Although companies have always been focused on retail outlets, they will have to be agile enough to grow e-commerce operations if they want to survive in the long run. The consumer market has shifted to e-commerce way faster than anticipated due to a large number of online orders as work-from-home continues. This has led to the closing of many retail outlets and bricks-and-mortar shopping centers. Brands will now have to become omnichannel including physical stores to e-commerce and social shopping to provide the choice, value and convenience customers increasingly expect.
Successful e-commerce businesses ramp up fast. Scaling up too quickly can often lead to poor service. With growth, operations need to be streamlined in order to move to the next stage. The more sophisticated you need the operation to become, the more you need reliable information to support your business goals. Investing in cost-effective infrastructure and technology that can quickly adapt and change with a business is more important than ever.
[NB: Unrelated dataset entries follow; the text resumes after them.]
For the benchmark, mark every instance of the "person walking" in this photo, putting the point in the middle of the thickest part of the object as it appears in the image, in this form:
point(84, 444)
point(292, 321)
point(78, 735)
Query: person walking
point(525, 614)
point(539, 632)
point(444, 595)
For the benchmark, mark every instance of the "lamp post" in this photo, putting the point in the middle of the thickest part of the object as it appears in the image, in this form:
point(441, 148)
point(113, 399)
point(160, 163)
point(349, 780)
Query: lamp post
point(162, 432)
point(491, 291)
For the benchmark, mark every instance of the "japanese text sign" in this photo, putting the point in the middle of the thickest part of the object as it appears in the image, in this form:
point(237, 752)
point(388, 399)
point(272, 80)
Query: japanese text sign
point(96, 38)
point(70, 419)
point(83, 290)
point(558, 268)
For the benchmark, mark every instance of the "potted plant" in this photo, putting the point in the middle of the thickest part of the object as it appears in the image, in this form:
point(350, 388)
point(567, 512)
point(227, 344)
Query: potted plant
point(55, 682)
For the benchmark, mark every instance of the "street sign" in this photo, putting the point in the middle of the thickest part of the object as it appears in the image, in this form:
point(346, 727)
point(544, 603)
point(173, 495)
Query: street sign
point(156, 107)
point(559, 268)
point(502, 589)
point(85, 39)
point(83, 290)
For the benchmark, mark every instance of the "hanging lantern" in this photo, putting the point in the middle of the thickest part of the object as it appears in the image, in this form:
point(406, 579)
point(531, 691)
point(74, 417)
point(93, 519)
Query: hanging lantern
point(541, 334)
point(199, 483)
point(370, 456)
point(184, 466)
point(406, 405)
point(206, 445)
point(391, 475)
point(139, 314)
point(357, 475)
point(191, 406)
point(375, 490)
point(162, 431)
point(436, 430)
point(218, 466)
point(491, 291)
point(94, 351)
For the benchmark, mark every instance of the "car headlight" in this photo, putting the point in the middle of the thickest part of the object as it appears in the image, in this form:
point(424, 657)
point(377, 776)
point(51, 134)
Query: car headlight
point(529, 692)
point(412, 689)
According to a report, the warehousing stock in the top eight cities of the country has now reached a total of 238 million sq. ft. and despite the current scenario, it is expected to grow around 160% this year. A part of this growth can be attributed to the increase in online shopping. COVID-19 has accelerated the adoption of e-commerce leading to an increase in the demand for online delivery of essential and non-essential items.
Traditional stores may not disappear altogether but will evolve to become a part of e-commerce in terms of click and collect as well as return centers.